One of the most dangerous undertones in the social wellbeing of our country is the gap between the aspirations, values and expectations of the younger generations versus the older. We see this in our own country on issues like climate change and economic priorities. An astonishing analysis of voting patterns was over the holiday period published in a Tory supporting national newspaper, which demonstrated overwhelming support for Labour among the 18-25 age group, at the recent general election. Indeed if that had been the only group voting, Labour would have won over 500 seats and the Tories only 4. This is potentially seismic. Certainly the cat fight, which Labour in defeat has become, should look at this carefully.

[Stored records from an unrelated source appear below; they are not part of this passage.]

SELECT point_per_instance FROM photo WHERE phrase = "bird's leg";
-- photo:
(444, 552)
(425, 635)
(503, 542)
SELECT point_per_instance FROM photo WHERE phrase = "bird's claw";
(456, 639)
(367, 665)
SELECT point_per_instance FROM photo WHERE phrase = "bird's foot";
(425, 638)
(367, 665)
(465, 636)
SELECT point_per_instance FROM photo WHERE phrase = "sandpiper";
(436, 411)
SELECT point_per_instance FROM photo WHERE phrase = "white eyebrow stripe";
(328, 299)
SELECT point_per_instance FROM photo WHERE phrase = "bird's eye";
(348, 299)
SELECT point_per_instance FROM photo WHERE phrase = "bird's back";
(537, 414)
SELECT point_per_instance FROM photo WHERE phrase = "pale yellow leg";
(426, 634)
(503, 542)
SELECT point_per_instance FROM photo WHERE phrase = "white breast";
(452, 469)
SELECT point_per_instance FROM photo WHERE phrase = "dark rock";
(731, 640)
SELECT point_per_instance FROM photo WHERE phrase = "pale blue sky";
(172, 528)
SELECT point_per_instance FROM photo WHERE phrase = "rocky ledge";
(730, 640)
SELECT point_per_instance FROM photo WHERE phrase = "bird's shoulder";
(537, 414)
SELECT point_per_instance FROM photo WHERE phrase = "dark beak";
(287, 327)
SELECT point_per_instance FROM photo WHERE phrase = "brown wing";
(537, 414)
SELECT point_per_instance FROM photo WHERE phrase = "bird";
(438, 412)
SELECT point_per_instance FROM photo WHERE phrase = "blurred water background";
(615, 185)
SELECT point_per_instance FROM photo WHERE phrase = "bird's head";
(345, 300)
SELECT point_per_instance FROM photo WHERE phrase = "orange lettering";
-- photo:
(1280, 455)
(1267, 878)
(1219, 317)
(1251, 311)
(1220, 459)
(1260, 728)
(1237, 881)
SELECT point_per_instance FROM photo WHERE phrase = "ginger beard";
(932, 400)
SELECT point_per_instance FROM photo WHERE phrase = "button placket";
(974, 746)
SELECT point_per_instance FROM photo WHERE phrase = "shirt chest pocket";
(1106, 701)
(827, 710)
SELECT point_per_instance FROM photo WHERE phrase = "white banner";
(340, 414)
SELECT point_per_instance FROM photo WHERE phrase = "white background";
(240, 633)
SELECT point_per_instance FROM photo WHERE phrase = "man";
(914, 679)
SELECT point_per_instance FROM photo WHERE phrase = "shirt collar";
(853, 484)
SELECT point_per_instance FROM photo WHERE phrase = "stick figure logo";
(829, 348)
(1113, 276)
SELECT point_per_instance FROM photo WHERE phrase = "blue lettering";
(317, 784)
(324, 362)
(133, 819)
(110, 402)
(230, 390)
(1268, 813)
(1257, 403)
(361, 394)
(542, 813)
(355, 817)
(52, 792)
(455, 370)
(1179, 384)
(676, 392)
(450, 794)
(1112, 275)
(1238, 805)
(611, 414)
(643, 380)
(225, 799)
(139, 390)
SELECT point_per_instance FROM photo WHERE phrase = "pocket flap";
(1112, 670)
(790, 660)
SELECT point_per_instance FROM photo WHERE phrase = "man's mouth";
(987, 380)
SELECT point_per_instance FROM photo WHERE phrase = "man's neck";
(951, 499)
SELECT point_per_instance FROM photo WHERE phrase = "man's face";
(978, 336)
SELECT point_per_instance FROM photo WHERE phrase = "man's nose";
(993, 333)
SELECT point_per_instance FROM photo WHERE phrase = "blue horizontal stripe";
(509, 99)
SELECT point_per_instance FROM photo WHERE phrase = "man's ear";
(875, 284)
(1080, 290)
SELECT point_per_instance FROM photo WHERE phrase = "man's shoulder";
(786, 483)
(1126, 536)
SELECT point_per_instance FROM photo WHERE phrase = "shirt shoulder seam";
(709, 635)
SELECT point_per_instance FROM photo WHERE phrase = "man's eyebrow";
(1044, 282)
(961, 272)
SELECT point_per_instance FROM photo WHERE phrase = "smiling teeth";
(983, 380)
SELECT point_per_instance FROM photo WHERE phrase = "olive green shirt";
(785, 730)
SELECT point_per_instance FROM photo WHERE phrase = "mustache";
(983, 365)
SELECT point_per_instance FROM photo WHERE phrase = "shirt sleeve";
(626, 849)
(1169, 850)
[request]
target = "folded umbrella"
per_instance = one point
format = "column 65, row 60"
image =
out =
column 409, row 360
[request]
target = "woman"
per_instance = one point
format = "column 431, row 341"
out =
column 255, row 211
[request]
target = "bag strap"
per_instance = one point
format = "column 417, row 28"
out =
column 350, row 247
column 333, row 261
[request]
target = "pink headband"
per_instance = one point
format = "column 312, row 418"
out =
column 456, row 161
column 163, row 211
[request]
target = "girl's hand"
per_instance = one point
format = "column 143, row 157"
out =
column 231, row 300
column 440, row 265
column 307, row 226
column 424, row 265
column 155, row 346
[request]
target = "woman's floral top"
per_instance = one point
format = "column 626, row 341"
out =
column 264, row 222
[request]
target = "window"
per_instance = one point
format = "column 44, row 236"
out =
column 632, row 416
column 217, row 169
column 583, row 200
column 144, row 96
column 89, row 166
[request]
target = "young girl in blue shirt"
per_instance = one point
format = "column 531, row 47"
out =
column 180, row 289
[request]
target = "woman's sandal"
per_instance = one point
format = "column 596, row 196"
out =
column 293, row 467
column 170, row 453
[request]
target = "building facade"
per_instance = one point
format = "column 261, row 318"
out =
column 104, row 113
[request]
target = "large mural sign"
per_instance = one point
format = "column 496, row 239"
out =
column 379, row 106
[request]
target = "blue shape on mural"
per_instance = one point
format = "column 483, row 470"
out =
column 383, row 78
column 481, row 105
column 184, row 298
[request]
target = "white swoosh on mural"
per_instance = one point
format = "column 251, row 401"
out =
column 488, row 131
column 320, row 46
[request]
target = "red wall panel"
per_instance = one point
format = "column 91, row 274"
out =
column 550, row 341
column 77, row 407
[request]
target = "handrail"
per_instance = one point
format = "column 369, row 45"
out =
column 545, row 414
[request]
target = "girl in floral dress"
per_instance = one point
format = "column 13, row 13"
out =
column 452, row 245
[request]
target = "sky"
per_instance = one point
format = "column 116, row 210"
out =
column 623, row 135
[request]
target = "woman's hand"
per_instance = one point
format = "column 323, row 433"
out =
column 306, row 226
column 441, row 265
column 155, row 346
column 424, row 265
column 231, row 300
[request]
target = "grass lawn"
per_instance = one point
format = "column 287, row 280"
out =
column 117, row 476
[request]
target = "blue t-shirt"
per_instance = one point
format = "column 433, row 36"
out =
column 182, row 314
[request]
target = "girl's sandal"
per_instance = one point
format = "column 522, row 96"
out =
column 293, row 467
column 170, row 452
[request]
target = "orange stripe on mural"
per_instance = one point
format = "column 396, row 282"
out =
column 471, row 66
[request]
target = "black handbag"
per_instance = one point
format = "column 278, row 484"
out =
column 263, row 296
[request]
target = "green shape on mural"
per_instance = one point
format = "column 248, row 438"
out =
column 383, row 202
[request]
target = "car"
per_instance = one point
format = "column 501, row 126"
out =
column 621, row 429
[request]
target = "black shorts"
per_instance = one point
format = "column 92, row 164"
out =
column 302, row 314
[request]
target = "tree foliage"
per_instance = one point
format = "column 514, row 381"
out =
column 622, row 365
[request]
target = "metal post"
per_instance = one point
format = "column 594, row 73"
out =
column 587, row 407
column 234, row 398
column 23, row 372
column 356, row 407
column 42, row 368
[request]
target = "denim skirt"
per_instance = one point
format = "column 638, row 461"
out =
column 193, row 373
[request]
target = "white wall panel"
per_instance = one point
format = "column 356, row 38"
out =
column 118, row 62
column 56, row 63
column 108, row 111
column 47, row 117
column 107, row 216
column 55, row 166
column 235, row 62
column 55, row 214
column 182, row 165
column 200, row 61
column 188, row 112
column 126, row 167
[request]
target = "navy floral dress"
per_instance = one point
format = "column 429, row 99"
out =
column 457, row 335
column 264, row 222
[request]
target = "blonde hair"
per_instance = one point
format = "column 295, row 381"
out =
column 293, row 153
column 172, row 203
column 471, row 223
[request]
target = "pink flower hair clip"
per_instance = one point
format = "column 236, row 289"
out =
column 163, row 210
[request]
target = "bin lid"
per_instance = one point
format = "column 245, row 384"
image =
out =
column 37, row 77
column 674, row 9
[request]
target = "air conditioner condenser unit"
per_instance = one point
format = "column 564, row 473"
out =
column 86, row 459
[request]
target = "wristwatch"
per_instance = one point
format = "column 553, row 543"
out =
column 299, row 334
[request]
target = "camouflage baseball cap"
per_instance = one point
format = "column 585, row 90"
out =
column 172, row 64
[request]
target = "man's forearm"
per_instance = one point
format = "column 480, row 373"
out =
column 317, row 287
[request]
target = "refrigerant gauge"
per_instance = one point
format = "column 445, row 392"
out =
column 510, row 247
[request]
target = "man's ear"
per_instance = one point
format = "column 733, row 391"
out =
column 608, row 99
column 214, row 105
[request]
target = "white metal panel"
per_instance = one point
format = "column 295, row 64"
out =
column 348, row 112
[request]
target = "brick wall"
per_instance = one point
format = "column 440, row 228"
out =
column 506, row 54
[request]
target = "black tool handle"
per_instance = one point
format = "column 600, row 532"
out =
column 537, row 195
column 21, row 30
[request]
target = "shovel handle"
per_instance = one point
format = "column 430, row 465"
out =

This is surely a worthy foundation on which the party has an opportunity to build.

National Housekeeping

Following the Tory election win on spending promises too long here to list, austerity is clearly over. Unless there is a borrowing fest, so are tax cuts. The problem is that over the last several decades the national conversation about money has been conducted like a household budget, balancing fuel against food, maxing out on credit cards, the affordability of the rent or mortgage payments and so on. It is taken as read that the only way these conversations at a family level can be useful is if there is a family income in the first place, preferably based on a secure job with a future career path. Nationally there is a complete absence of a clear plan of how to finance the State, on which we all depend for  military, financial, infrastructure, food, communications and health security. Reference to ‘taxpayers money’ are just not up to snuff. The relationship between, the value of, the importance in, such things as currency value, interest rates, quantitative easing, quantitative tightening, government investment, government gilts, market forces and pressure factors are understood piecemeal by specialists in each area. But they are not understood as a whole by those charged with directing the strategic plan of the nation’s economic growth and prosperity, that is the politicians. Something needs to be done about that. Very soon.